ANNE McILROY
From Friday's Globe and Mail Published on Friday, Jun. 20, 2008 10:05AM EDT Last updated on Monday, Mar. 30, 2009 3:55PM EDT
Unlike doctors, scientists don't have an ancient moral code like the Hippocratic oath.
But graduate students beginning their careers in medical research at the University of Toronto now have their own solemn ceremony in which they pledge to conduct themselves in an ethical fashion.
Karen Davis, graduate co-ordinator at the Institute of Medical Science, says the new vow stems, in part, from the growing recognition of the potential for academic misconduct, which includes fraud, plagiarism and the shaping of experiments and research papers in ways that help pharmaceutical companies sell more drugs.
"I promise never to allow financial gain, competitiveness or ambition cloud my judgment in the conduct of ethical research and scholarship," reads the oath, which was recited for the first time last September by graduate students at the Institute of Medical Science. "I will pursue knowledge and create knowledge for the greater good, but never to the detriment of colleagues, supervisors, research subjects or the international community of scholars of which I am now a member."
In a letter published in today's edition of the journal Science, Dr. Davis and her colleagues argue that a student oath should be a standard requirement of graduate programs in life sciences.
At the U of T, she and her colleagues wanted to create an occasion that would make graduate students feel part of an international research community. The oath is the cornerstone for an ethics program that will involve lectures on different aspects of research integrity, workshops, case studies and discussions between students and their mentors.
Fraud is a growing problem in science. A report in this week's edition of the journal Nature found that 9 per cent of the more than 2,000 researchers surveyed had witnessed some form of scientific misconduct in the past three years.
Nature also reported that the Ottawa Health Research Institute suspended postdoctoral fellow Kristin Roovers after learning she had falsified results for experiments she had done while at the University of Pennsylvania.
At Harvard University, a top child psychiatrist is being investigated for allegedly failing to report much of the $1.6-million he earned from drug makers. Joseph Biederman's work is influential and has helped fuel the dramatic increase in the use of powerful antipsychotic medicines in children.
Then there is the dramatic case of South Korean stem-cell researcher Hwang Woo Suk, who confessed to faking data and published largely fictional papers in the respected journal Science claiming he had cloned human embryos. (Snuppy, the dog he cloned, was real.)
In their letter to Science, Dr. Davis and her colleagues say there is a perception that current students have a more laissez-faire attitude and take plagiarism, misrepresentation of facts and scientific fraud less gravely than previous generations of scientists.
About half the 100 graduate students who start their biomedical research careers at the institute every year have medical degrees and have already taken the Hippocratic oath.
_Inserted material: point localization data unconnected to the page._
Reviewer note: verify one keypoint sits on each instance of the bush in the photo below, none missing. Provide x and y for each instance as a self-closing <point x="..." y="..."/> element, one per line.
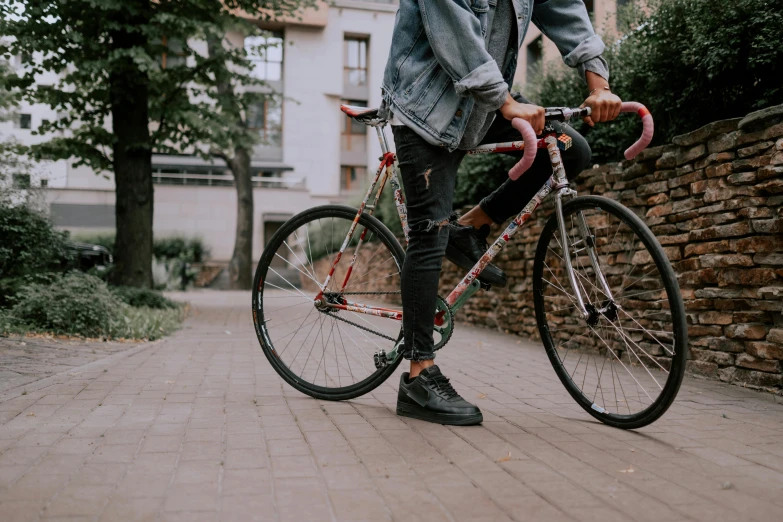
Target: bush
<point x="479" y="175"/>
<point x="690" y="62"/>
<point x="142" y="297"/>
<point x="190" y="250"/>
<point x="30" y="244"/>
<point x="81" y="304"/>
<point x="75" y="303"/>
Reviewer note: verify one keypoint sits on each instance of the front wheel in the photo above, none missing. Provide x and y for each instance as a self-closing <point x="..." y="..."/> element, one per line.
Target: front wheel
<point x="625" y="361"/>
<point x="314" y="335"/>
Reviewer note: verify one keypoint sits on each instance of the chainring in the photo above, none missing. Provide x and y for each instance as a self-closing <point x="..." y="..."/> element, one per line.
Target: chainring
<point x="444" y="316"/>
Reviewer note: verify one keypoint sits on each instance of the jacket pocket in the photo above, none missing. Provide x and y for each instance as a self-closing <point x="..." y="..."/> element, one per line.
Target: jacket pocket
<point x="480" y="9"/>
<point x="480" y="6"/>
But the other half are basic researchers like Dr. Davis, not medical doctors. She started thinking it was important to give these students a sense they belong to a profession.
"I think students hadn't thought that as scientists they have a responsibility to behave in a certain way," Dr. Davis says.
Similar oaths are now taken by students beginning their research careers at universities in Britain and Taiwan, she says.
She wasn't sure how the students at U of T would react. Would they be cynical? Laugh it off?
The recitation of the oath came at the end of a mandatory orientation session. Each student received a booklet of information and a copy of the oath suitable for framing.
They seemed to take it seriously, Dr. Davis says.